In USDA’s March 31 Prospective Plantings report, farmers said they intended to plant 9.87 million acres of cotton this year – down 12% from last year. Some industry observers expected as much as a 15% decline. I wonder now if, in fact, that’s where we’re headed. New crop prices (Dec.‘25 futures) haven’t helped.
Georgia, for example, was projected to be down only 100,000 acres, or 9% from last year. Texas is down 8%. I can’t speak with much authority about Texas, but I can tell you there sure seems to be a lot of corn and peanuts being planted here in Georgia. Which in itself seems somewhat puzzling, because even with our typically strong positive basis, is there really that much better profit potential in corn less than $5.00?

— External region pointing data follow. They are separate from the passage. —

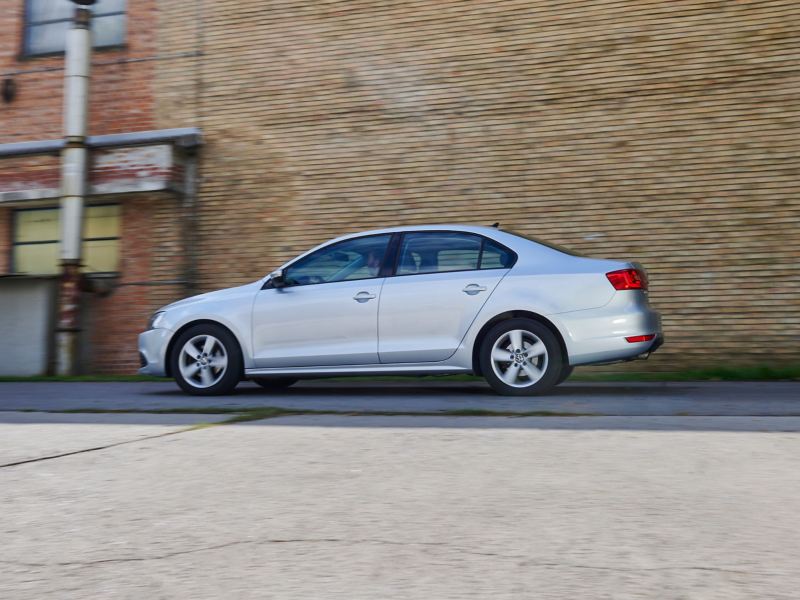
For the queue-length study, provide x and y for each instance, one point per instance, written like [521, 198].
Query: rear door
[437, 291]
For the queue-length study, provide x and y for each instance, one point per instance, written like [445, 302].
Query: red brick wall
[5, 240]
[122, 80]
[149, 253]
[665, 132]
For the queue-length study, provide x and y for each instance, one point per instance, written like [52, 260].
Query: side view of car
[422, 300]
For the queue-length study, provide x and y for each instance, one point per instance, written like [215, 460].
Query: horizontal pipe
[186, 137]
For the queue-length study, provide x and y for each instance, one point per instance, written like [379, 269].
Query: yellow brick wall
[661, 131]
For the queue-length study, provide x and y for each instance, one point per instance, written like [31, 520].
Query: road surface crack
[93, 449]
[447, 546]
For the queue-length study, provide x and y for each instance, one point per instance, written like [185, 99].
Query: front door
[327, 315]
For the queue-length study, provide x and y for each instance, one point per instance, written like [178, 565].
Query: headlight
[156, 319]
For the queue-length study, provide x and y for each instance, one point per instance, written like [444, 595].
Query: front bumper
[153, 351]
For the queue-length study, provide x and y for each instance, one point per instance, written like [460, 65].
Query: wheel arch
[514, 314]
[184, 327]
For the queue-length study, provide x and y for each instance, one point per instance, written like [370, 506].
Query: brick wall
[5, 240]
[149, 255]
[121, 88]
[665, 132]
[121, 101]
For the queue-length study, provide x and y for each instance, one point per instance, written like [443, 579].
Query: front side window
[360, 258]
[47, 22]
[36, 240]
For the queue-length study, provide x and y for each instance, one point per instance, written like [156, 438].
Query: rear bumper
[597, 336]
[152, 351]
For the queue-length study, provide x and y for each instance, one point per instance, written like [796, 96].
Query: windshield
[544, 243]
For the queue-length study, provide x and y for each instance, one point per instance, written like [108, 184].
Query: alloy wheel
[203, 361]
[519, 358]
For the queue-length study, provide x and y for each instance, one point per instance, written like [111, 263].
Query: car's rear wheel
[206, 360]
[275, 383]
[521, 357]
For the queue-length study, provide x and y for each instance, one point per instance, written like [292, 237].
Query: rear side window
[495, 256]
[438, 252]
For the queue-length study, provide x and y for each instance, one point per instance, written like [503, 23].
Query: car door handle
[474, 288]
[363, 297]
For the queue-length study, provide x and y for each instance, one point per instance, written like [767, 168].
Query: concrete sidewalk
[418, 508]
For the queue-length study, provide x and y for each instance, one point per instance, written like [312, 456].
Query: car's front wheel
[206, 360]
[521, 357]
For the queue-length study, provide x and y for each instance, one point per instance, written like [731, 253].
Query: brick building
[665, 132]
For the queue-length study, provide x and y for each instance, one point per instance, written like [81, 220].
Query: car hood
[215, 295]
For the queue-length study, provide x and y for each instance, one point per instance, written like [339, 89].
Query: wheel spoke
[533, 373]
[536, 349]
[218, 362]
[191, 350]
[511, 374]
[189, 370]
[500, 355]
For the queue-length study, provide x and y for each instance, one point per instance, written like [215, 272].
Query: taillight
[640, 338]
[628, 279]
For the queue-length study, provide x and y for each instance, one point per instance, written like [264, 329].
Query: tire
[206, 360]
[566, 371]
[521, 375]
[274, 383]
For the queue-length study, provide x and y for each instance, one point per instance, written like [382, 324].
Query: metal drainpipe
[74, 159]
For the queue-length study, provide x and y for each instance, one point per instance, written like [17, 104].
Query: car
[423, 300]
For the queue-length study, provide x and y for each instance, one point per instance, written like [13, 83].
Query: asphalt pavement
[624, 399]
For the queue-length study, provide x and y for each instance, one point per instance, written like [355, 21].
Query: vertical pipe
[73, 185]
[190, 219]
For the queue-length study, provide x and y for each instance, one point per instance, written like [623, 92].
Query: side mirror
[276, 278]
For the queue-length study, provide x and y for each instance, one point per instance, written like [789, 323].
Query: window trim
[483, 239]
[25, 52]
[14, 243]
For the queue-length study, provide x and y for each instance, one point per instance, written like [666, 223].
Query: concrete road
[402, 507]
[667, 399]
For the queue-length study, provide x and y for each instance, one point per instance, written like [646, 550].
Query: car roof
[482, 230]
[507, 239]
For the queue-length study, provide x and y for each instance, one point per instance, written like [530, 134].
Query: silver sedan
[410, 301]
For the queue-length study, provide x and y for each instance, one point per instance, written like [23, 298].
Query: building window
[36, 234]
[47, 22]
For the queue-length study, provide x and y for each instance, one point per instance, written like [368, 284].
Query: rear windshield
[544, 243]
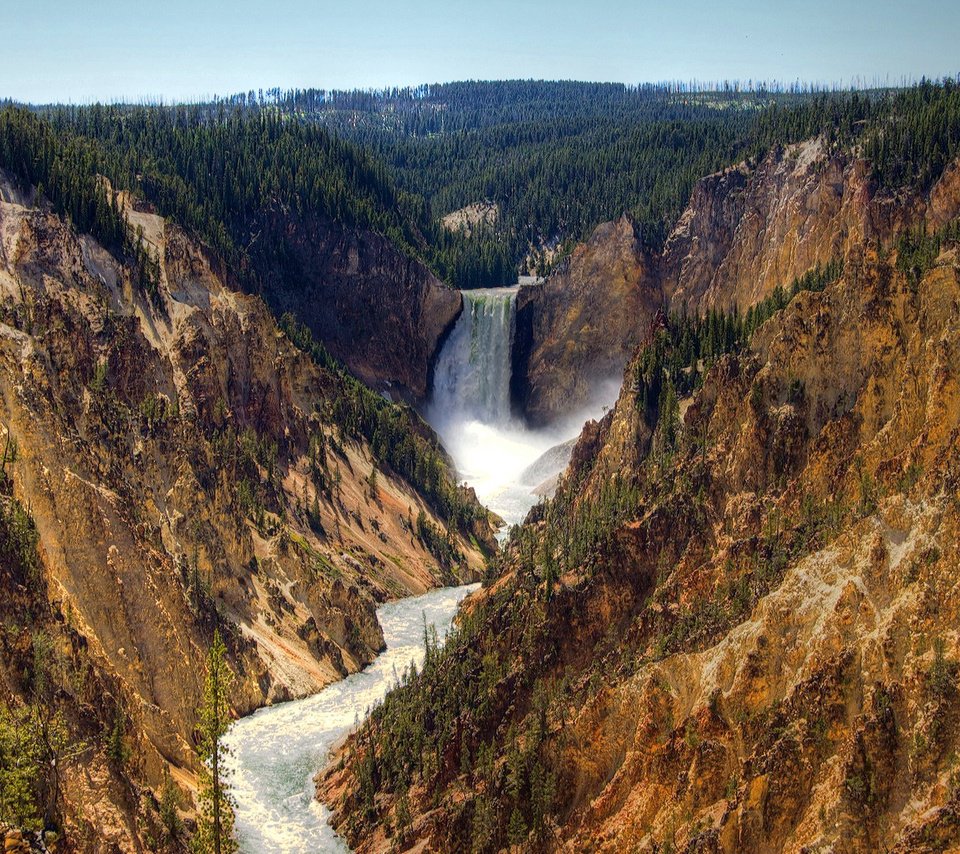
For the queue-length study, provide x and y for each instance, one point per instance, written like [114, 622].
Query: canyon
[732, 628]
[746, 230]
[181, 463]
[701, 484]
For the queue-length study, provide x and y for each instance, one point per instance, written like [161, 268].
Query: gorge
[701, 482]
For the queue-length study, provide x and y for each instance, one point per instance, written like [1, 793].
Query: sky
[87, 50]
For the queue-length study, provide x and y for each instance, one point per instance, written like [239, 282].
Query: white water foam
[470, 407]
[276, 751]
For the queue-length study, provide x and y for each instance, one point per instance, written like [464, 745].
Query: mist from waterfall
[470, 408]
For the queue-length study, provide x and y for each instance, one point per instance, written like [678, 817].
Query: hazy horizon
[60, 52]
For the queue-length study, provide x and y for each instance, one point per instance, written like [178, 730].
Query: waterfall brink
[470, 409]
[472, 376]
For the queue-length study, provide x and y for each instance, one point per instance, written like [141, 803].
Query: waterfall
[470, 408]
[472, 375]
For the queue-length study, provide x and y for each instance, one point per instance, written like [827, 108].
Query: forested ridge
[557, 158]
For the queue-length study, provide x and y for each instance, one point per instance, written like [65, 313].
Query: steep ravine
[745, 231]
[731, 632]
[187, 466]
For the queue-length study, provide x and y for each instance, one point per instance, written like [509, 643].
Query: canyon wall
[380, 312]
[186, 468]
[745, 231]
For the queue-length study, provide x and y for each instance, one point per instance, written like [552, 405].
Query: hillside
[733, 628]
[746, 230]
[182, 464]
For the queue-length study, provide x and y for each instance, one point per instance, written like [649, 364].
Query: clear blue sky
[83, 50]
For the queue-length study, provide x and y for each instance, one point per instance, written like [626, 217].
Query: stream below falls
[276, 751]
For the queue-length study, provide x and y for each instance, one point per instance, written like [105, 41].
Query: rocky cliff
[185, 467]
[745, 231]
[383, 314]
[734, 629]
[575, 332]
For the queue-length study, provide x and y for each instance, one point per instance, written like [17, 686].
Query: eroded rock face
[763, 655]
[745, 231]
[576, 331]
[178, 457]
[381, 313]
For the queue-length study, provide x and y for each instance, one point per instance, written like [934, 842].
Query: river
[276, 751]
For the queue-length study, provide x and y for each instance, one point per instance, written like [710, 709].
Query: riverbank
[276, 751]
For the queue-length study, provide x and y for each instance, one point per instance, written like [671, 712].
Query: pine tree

Prices (Dec.’25 futures) have crashed twice to the 65 to 66 cents area. We’ve also been teased twice with a move to around 71 cents. That led us to think that things were possibly on the mend, but prices could not hold. The key to a better outlook continues to be improved demand as evidenced by exports.
Without improved and less uncertain demand, the market, for now, is mostly (not entirely but largely) choosing to ignore U.S. acres and growing conditions. This most likely won’t last forever. The ever-changing uncertainty of current U.S. tariff policies and related concerns over economic slowdown and/or recession are also not helping.
USDA’s April supply/demand report lowered projected U.S. 2024 crop year exports by 100,000 bales – from 11.0 to 10.9 million bales. Weekly export reports show that export shipments have averaged almost 372,000 bales per week over the past five weeks.
With 14 reporting weeks remaining in the 2024 crop marketing year (ending July 31), exports need to average only approximately 186,000 bales per week to meet USDA’s latest projection of 10.9 million bales for the marketing year.
It could be supportive of eventually higher prices if shipments continue to do better than needed and USDA had to revise upward their projection. Of course, low prices might be partly the reason why export sales-to-shipments have done as well as they have. But major customers (shipment destinations) have included Vietnam, Pakistan, and Turkey. China has not been a significant buyer.
Drought conditions are present in parts of Texas, south Georgia, and the Carolinas. Dry conditions are enough to make the market somewhat sensitive to rainfall in needed areas, but it doesn’t appear yet to be enough to spike/sustain better prices.
USDA’s Acreage report on June 30 will be the first estimate of actual acres planted. Will continued disappointing prices result in acres less than the March number? Also, the crop insurance Projected Price for cotton is 69 cents. This doesn’t offer much in the way of risk management, but it is based on market price discovery. If the Harvest Price is higher (let’s hope), that will increase the coverage guarantee on a Revenue policy.
We’ve made two runs to 71 cents. We’ll have to be able to eventually clear resistance at that level before we can expect to challenge 74 cents. To do that, demand concerns must diminish, exports must continue at least on pace to meet or exceed current USDA projections, and early crop expectations must become a larger concern (less acres planted and/or worsening conditions).